Power to Predict
While working as a technology and strategy consultant with retail giants, we often asked about how predictive analytics is going to help them with future trend and customer management.
Retail companies are generating and storing the humongous amount of data via POS, CRM and loyalty programs, Inventory and staffing system, and other sources. In-store and online analytics system collects, and measures this data to provide an insight about consumer behaviour. Advancement in analytics will help retailers for accurate forecasting for sales and operations. It gives insights about targeting new customers, forecasting store traffic on big days and festival to maintain better staffing, maintain efficient inventory level.
Predictive analytics is a part of data science that is extracting information from data and using it to predict trends and behaviourpatterns. In business, predictive models and results are based on historical and transactional data to identify risks and opportunities. Predictive tools builds the relationships between multiple factors to allow assessment of potential outcomes/possibilities for existing situation, guiding decision making for senior management. Predictive analytics uses statistical methods, machine learning algorithms, and heuristics.
Now the customer has competitive options available with retail shops, retailers now need to focus efforts on maintaining long term customer satisfaction, rewarding consumer loyalty towards brand and shop, this will help to minimize customer attrition.
Retailers usually respond to customer attrition reactively, taking efforts to retain only after the customer decided to go with other retailers. At thisstage, the chance of retaining a customer is difficult. Proper application of predictive analytics can lead to a more proactive retention strategy.
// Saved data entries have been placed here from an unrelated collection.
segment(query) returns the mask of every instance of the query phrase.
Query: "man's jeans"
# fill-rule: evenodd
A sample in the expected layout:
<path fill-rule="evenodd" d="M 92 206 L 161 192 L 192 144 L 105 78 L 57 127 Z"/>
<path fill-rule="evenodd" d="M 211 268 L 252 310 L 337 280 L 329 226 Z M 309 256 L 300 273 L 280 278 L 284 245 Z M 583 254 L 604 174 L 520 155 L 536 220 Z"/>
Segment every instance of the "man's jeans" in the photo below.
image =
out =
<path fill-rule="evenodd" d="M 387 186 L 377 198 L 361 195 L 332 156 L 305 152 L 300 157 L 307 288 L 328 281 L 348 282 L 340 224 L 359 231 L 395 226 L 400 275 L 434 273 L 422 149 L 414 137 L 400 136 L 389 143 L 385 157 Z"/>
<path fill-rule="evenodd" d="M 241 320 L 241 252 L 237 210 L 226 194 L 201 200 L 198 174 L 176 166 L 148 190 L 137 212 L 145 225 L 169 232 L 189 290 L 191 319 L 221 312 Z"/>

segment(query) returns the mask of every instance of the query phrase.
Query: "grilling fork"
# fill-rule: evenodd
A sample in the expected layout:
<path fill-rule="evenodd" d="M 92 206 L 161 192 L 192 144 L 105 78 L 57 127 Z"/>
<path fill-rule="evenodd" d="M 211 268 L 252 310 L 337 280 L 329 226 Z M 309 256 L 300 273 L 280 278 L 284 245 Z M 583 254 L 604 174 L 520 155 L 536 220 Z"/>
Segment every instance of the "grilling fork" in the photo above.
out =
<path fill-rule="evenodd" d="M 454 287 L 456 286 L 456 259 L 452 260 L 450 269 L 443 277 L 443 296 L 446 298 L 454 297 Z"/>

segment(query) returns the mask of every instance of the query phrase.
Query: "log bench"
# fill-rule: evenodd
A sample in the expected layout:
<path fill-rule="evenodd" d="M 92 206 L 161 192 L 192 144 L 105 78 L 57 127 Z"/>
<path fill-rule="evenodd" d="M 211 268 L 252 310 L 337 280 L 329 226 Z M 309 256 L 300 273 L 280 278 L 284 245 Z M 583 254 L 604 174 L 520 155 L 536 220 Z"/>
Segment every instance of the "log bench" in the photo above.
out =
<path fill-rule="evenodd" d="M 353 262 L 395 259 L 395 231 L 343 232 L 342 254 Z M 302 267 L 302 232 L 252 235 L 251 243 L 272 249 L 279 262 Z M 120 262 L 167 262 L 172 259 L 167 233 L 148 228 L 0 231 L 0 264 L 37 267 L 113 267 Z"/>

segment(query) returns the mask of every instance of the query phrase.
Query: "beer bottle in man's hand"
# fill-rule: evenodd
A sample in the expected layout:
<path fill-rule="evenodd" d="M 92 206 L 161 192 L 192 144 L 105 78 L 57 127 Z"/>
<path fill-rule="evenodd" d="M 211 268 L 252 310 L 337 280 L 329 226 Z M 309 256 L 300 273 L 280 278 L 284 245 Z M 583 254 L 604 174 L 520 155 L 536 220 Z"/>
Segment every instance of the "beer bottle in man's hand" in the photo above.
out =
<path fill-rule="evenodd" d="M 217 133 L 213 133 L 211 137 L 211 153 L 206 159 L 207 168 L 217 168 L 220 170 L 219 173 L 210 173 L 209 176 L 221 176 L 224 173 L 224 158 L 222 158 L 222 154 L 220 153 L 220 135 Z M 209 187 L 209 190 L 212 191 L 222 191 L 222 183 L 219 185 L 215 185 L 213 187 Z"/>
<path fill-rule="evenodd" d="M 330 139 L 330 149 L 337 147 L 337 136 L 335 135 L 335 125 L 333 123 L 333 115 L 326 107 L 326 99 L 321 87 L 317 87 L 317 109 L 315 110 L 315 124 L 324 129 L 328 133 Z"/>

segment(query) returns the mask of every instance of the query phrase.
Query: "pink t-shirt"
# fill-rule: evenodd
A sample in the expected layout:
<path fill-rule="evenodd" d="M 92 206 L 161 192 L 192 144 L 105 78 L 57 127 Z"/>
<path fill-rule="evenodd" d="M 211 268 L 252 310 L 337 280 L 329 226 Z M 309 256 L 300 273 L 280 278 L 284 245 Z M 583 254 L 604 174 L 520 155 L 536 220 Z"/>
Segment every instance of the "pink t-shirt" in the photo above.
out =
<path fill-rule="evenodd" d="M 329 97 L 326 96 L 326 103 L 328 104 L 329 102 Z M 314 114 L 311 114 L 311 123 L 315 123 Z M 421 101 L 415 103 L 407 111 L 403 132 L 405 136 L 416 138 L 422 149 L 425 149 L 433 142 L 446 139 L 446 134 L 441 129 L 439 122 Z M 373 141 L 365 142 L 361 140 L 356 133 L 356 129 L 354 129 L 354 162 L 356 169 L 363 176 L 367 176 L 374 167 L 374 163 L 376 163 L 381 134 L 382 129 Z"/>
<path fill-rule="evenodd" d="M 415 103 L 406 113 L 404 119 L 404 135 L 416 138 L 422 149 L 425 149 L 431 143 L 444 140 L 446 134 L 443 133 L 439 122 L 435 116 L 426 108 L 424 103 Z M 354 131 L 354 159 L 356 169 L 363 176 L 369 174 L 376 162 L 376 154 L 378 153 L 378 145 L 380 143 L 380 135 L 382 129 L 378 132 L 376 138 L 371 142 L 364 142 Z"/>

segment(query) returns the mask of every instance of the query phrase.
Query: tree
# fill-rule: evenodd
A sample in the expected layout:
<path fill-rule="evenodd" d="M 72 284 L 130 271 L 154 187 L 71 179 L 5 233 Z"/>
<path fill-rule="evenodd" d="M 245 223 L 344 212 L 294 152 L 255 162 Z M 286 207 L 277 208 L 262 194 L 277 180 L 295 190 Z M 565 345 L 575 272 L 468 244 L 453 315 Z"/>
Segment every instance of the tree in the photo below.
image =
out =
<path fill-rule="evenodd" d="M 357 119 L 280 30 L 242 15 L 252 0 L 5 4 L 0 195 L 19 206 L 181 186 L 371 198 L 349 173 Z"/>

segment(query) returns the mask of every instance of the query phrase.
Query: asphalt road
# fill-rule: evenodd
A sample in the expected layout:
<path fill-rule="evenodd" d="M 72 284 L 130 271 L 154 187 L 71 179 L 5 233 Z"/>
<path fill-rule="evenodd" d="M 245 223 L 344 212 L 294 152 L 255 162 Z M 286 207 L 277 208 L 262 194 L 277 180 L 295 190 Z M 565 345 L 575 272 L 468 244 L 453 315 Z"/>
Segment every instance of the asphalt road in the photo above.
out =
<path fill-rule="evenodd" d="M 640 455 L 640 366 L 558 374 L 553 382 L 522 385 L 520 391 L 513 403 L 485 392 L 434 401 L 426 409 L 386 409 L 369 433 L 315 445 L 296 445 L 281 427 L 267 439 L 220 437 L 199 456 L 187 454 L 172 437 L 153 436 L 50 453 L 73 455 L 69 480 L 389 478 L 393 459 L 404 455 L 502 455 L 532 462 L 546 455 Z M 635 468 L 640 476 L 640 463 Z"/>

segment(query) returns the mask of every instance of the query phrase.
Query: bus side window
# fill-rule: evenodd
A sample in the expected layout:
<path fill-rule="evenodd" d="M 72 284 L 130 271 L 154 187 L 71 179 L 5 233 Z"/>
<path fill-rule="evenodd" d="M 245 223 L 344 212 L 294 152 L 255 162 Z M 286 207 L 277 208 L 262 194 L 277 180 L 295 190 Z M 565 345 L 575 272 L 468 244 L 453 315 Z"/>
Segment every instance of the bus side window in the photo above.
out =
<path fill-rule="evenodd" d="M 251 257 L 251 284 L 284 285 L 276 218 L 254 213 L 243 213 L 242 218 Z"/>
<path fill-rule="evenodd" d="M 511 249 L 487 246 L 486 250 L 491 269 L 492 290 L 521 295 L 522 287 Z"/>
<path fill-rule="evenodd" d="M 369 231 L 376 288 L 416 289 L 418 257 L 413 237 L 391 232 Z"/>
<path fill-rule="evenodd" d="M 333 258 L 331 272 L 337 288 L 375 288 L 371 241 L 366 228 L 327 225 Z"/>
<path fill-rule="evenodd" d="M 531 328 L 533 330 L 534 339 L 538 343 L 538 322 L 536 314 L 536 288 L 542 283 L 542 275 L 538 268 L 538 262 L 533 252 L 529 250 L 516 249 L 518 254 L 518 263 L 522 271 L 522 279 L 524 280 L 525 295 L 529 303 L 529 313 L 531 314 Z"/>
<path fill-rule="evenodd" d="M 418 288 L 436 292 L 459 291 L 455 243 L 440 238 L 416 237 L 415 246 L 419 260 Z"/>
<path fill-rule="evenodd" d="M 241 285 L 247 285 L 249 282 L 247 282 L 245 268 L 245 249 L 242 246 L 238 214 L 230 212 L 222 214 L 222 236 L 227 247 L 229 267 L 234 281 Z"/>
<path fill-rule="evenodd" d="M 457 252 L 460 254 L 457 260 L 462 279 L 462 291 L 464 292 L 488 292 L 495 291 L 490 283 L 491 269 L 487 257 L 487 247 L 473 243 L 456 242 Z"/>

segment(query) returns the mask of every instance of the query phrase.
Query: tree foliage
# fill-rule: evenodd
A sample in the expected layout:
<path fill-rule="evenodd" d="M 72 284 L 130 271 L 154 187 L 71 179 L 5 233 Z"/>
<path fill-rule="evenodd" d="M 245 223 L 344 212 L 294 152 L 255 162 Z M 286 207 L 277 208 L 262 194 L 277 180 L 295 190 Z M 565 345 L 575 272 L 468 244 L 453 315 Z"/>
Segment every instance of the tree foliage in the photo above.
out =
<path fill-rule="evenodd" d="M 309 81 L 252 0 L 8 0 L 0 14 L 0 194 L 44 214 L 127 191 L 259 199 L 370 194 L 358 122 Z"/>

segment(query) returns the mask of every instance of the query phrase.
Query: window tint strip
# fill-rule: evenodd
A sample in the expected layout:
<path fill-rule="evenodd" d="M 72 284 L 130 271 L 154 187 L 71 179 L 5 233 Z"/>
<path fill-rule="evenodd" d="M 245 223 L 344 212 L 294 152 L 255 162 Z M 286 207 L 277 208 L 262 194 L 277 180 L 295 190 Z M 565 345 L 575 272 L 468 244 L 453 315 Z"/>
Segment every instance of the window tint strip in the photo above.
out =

With predictive analytics, retailers are becoming proactive rather than reactive by analysing the customer shopping pattern and taking additional steps to cope up with any situation analytics
Predictive analytics attempts to do exactly that, the retailers are increasingly creating it to better understand the needs and behaviours of shoppers, gain more precise data about customer future purchase and how we can increase profit out of it.Retailers are now able to build personalized loyalty programs, real-time POS discount system, personalized product suggestion which ultimately leads to customer retention.
Recent advancements in analytics have introduced predictive behaviour analysis for web base fraud detection with the help of heuristics in order to study the normal web user behaviour and detect patterns indicating fraud attempts.
At the time of big events, festivals retailers in America have faced a problem of returning the products after using for event, game shows, this leads to big loss on product sell and massive disruptions in inventory management.Using predictive analytics models of real time data, including understanding upcoming big, seasonal events, helps retailers to predict and tackle the rise of fraud cases.
This gives managers the ability to channelize the store staff with effective guidelines and rules to prevent return fraud. From human resource management prospective, employee fraud can be predicted by looking at the past history of employee and fraudulent returns and comparing these with employee working schedule, accordingly management can take effective measures to overcome fraud situations.
With the advancement in the system now, Predictive fraud analytics are integrating with predictive queuing analytics— where retailers can gauge the likelihood of a queue developing based upon the number of people in store at the present time, external economic and social conditions, the weather and multiple other factors that can contribute to rise in the number of cases in In-store theft.
Marketing and Promotions
While marketing consumer products, there is the challenge of keeping up with competing products and seasonal discounts by competitors. Not just understanding the customer behaviour, Predictive analytics can also help to build an effective strategy for to multiple product release, pricing, marketing communication, across all the segments of consumers. The ultimate goal is keeping order cost of the product as profitable as possible without disturbing the product sales cycle.
Smart Pricing and Product Collaboration
Different product have different selling points, some with discounted prices and other with optimal relative price, or any add on promotional price for ex. Winter hand gloves sales increase when it is discounted and combined with winter coat.The advanced predictive analytics solution will tell you what drives sales of every specific product unit down to the store level to create smart pricing and product collaboration strategy. This way, retailers can clear their remaining holiday inventory without making major lose.
Replenishment & Allocation
The process of product replenishment and allocation can be challenging for seasonal fashion retailers. With new variations, style and demand in every season, it’s difficult for fashion retailers to get rid-off the old inventory stock on profitable margin. The even more challenging part is seasonal stock from a vendor which can be hampered by lead – time variability leads to out of stock situation for high demand products. This is the reason why retailer should always need to have safety stock for high demand products.
The major challenge to maintain the safety stock is multiple factors affecting the demand of seasonal products such as weather, price, change in taste of the consumer, launch of new product from competitors this can lead to over/under stocking of the product. Retail analytics can help retailers to choose the optimal way of replenishment and allow to build stock only when it adds the value.